Ritual pra-acara ini diposisikan sebagai instrumen spiritual wajib untuk memohon restu spiritual (permisi) kepada para leluhur (umat lulik) dan penjaga alam setempat. Langkah ini diambil guna menjamin kelancaran, keselamatan, serta kesuksesan seluruh rangkaian pagelaran festival seni pertunjukan kolosal yang melibatkan ribuan penari adat di wilayah tapal batas negara RI-Timor Leste tersebut.
Secara antropologis, prosesi “Menembus Tujuh Pintu Leluhur” dipimpin oleh para tetua adat lintas suku dengan mengenakan pakaian adat tenun ikat khas Belu secara rigid. Mereka merapalkan mantra (kesan) kuno sembari mempersembahkan sirih pinang, hewan kurban, serta tuak tradisional di tujuh titik situs pemujaan purba yang secara turun-temurun diyakini sebagai pintu gerbang gaib menuju peradaban para leluhur Lamaknen.

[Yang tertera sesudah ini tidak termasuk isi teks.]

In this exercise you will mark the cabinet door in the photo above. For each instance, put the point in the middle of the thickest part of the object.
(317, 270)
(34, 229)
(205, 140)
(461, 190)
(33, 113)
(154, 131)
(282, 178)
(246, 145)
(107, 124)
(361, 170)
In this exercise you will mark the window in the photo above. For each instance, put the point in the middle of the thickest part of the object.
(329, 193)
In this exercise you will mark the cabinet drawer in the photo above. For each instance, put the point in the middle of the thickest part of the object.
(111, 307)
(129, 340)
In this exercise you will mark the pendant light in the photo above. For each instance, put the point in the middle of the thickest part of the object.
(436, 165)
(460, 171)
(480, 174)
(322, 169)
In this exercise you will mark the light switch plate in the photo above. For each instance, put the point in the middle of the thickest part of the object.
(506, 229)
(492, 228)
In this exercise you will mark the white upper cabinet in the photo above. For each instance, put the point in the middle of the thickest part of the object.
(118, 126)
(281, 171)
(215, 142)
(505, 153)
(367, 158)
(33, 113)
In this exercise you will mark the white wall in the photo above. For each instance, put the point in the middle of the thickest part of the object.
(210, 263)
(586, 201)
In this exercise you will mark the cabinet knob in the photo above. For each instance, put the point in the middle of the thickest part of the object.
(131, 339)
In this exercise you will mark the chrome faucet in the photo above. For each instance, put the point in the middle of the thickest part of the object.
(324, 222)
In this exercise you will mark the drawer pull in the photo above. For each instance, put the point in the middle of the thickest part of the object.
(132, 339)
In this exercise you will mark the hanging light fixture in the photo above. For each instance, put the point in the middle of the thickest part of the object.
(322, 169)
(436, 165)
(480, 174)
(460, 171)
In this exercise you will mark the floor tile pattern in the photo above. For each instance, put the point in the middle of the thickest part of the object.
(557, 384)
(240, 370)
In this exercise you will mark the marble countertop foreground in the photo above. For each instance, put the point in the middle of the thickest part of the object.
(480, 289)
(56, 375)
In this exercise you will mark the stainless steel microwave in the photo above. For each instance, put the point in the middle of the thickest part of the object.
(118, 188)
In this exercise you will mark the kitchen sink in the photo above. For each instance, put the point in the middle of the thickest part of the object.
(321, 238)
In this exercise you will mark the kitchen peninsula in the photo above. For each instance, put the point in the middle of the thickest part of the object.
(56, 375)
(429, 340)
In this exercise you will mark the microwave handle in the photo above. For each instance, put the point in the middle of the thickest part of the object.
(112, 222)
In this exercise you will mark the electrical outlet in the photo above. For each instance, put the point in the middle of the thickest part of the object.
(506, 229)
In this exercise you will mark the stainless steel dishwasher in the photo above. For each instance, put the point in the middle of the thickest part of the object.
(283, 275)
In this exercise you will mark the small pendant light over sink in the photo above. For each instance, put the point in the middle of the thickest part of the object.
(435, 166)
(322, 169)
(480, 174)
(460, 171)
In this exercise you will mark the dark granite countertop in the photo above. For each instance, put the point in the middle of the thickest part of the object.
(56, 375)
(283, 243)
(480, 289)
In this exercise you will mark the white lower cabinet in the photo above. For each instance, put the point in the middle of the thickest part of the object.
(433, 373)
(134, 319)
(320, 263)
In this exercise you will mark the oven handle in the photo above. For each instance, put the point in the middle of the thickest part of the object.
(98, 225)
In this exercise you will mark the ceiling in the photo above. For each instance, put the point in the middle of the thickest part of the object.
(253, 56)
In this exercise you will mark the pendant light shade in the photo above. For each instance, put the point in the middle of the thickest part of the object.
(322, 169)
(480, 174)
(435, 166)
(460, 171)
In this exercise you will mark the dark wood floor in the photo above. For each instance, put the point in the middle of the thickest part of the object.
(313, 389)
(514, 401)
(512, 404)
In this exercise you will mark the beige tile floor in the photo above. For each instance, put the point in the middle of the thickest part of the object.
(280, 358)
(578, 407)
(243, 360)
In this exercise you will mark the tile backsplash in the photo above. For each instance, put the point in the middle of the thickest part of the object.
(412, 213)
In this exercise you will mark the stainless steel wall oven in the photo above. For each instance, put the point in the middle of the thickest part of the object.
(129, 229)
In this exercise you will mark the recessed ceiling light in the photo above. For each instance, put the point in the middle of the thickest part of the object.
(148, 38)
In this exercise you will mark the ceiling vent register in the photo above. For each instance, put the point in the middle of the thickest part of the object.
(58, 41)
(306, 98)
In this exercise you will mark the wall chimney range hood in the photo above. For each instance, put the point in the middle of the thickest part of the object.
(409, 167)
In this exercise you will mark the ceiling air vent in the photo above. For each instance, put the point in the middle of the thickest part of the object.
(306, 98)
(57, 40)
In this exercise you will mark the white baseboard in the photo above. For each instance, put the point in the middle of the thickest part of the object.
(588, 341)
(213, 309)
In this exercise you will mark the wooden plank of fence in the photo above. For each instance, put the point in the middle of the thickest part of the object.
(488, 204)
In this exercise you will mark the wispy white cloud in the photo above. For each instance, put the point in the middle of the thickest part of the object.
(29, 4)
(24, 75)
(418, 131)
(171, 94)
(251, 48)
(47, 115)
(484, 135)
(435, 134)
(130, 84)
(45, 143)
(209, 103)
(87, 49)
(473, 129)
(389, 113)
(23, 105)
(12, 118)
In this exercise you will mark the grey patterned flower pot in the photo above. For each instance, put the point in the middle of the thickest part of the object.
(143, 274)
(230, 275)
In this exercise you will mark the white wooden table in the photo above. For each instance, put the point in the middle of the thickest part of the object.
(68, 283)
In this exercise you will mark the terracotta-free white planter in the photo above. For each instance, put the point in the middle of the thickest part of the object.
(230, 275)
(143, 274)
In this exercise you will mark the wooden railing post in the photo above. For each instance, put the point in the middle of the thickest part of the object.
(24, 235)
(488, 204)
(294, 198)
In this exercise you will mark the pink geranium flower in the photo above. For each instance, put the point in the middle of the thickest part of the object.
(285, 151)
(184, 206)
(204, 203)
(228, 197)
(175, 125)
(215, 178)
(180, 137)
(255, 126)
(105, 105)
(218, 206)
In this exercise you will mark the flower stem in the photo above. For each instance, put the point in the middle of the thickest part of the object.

Setiap pintu yang dilewati dalam ritual ini merepresentasikan klaster sejarah, nilai sosiologis, serta kesepakatan perdamaian antarsuku di masa lampau. Pembersihan diri dan penyelarasan energi alam ini krusial dilakukan mengingat lokasi utama Festival Fulan Fehan berada di ketinggian bentang alam yang sarat akan situs-situs sejarah megalitikum benteng pertahanan tradisional tujuh lapis (Benteng Makes).
Pemerintah Kabupaten Belu bersama Kementerian Kebudayaan menegaskan bahwa Festival Fulan Fehan 2026 bukan sekadar ajang tontonan pariwisata komersial biasa. Festival ini dirancang sebagai wadah living heritage yang merekatkan kembali simpul-simpul kebudayaan masyarakat perbatasan, sekaligus mengeskalasi roda ekonomi kreatif lokal melalui kedatangan wisatawan domestik maupun mancanegara.
Melalui keaslian ritual pembuka ini, Festival Fulan Fehan 2026 siap menyuguhkan harmoni seni budaya yang berdaulat. Kehadiran ribuan penari Likurai kolosal di atas permadani hijau sabana Fulan Fehan nantinya diharapkan mampu menggaungkan pesan perdamaian, nasionalisme penjaga perbatasan, serta ketahanan identitas kultural etnis nusantara di mata dunia.